| 要旨トップ | 目次 | 日本生態学会第57回全国大会 (2010年3月,東京) 講演要旨


一般講演(ポスター発表) P2-200

社会性昆虫シロアリの概日行動リズム

*渕側太郎1,松原健太2,松浦健二2,宮竹貴久1(1岡山大院・環境・進化生態, 2岡山大院・環境・昆虫生態)

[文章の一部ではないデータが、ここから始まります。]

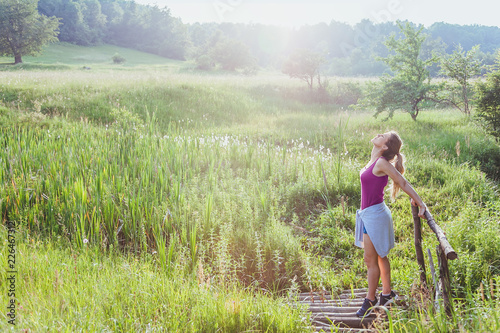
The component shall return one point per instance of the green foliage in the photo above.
(223, 194)
(410, 85)
(304, 64)
(23, 31)
(204, 62)
(231, 54)
(461, 67)
(127, 293)
(488, 101)
(124, 23)
(118, 59)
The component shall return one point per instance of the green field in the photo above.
(156, 198)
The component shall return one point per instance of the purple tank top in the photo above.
(372, 187)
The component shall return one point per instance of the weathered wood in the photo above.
(334, 302)
(444, 277)
(443, 241)
(417, 229)
(336, 309)
(353, 322)
(436, 286)
(327, 328)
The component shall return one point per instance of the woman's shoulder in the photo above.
(382, 165)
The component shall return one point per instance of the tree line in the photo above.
(348, 50)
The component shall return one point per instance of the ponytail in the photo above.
(399, 165)
(393, 155)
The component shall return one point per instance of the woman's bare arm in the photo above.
(383, 166)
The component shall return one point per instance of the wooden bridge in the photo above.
(337, 313)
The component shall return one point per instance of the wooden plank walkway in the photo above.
(338, 313)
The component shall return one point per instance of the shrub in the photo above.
(204, 62)
(488, 103)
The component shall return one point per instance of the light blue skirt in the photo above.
(377, 221)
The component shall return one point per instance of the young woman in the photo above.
(374, 227)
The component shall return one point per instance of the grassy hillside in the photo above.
(66, 56)
(233, 188)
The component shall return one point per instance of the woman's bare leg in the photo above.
(371, 261)
(385, 274)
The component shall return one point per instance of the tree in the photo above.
(488, 101)
(23, 31)
(304, 64)
(410, 84)
(461, 66)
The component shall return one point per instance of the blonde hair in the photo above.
(393, 155)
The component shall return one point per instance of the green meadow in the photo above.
(157, 198)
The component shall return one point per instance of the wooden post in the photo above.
(417, 227)
(444, 277)
(448, 250)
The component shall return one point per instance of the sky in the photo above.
(295, 13)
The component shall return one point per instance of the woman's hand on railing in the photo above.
(421, 208)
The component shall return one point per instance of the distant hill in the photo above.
(73, 55)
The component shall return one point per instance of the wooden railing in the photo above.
(444, 253)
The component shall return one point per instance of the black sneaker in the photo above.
(387, 300)
(366, 308)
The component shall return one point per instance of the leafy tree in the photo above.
(304, 64)
(461, 67)
(23, 31)
(410, 85)
(231, 54)
(488, 102)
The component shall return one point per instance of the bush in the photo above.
(118, 59)
(346, 93)
(488, 101)
(204, 62)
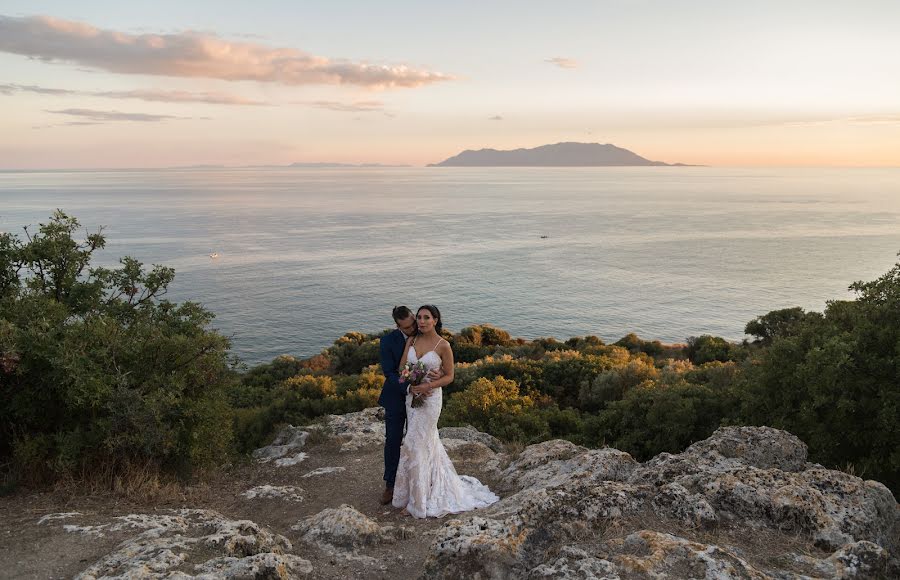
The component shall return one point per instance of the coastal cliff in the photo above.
(743, 503)
(556, 155)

社会性昆虫は複雑な社会のなかで協調的作業を行っており、コロニー内において、各個体の生物リズムは適切に調節されていると考えられる。代表的社会性昆虫であるシロアリは、アリやハチとは全く異なる分類群に属しながら、これについての概日リズムの研究はあまり無く、日照下へ出かけるシロアリ種のみについて行われている。シロアリ目では、腐朽した木材に営巣し、かつ、その木材を採餌するという生活スタイル、すなわち、光環境変化に乏しい状況で暮らす種群が少なくない。そういったシロアリにおいては、社会から受ける環境刺激の程度が、他の種に比べ大きいと考えられる。

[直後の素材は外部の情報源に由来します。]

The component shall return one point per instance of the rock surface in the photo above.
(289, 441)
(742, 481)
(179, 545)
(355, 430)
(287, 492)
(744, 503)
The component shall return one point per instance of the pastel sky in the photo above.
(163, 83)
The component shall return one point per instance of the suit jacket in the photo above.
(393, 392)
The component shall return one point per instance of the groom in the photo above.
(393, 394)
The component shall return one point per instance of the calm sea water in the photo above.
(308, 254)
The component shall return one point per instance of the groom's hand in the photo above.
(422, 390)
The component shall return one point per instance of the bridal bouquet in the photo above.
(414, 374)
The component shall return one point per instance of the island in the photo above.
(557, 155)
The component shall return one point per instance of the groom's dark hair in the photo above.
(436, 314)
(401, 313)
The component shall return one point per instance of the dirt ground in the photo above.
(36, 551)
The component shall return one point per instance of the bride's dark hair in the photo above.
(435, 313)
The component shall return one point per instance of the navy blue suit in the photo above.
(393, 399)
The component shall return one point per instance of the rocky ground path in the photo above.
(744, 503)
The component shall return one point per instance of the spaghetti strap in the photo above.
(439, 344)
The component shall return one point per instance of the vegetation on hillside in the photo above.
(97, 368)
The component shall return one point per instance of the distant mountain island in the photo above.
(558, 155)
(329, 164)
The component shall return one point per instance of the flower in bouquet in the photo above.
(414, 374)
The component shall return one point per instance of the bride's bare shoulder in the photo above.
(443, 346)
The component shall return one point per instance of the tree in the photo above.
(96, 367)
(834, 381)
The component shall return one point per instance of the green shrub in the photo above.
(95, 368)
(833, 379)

本研究では暗下で社会生活をするヤマトシロアリReticulitermes speratusのリズムを明らかにするために、まず、その個体における歩行活動リズムの多様性と、そのリズムの基本的特性を調べた。有翅虫(巣外で活動するカースト)ではリズムが見られたのに対し、巣内で活動するカースト(職蟻、兵蟻)ではリズムが見られなかった。職蟻について、環境因子に対する直接的な反応があるのかどうか検証するため、光や温度サイクルが職蟻の活動性にどう影響を与えるのかどうか調べた。その結果、明暗サイクル下・温度サイクル(25-20℃)下の両方で周期性は見られなかった。他の昆虫では、通常、これらの光や温度サイクルに活動リズムが同期することが報告されているが、少なくともヤマトシロアリの職蟻は、これらの条件では同期しないことが分かった。今後、野外においても光や温度サイクルに同期しないのか検討する必要がある。本講演では、予備的に計測した野外のコロニーの活動リズムについても報告する。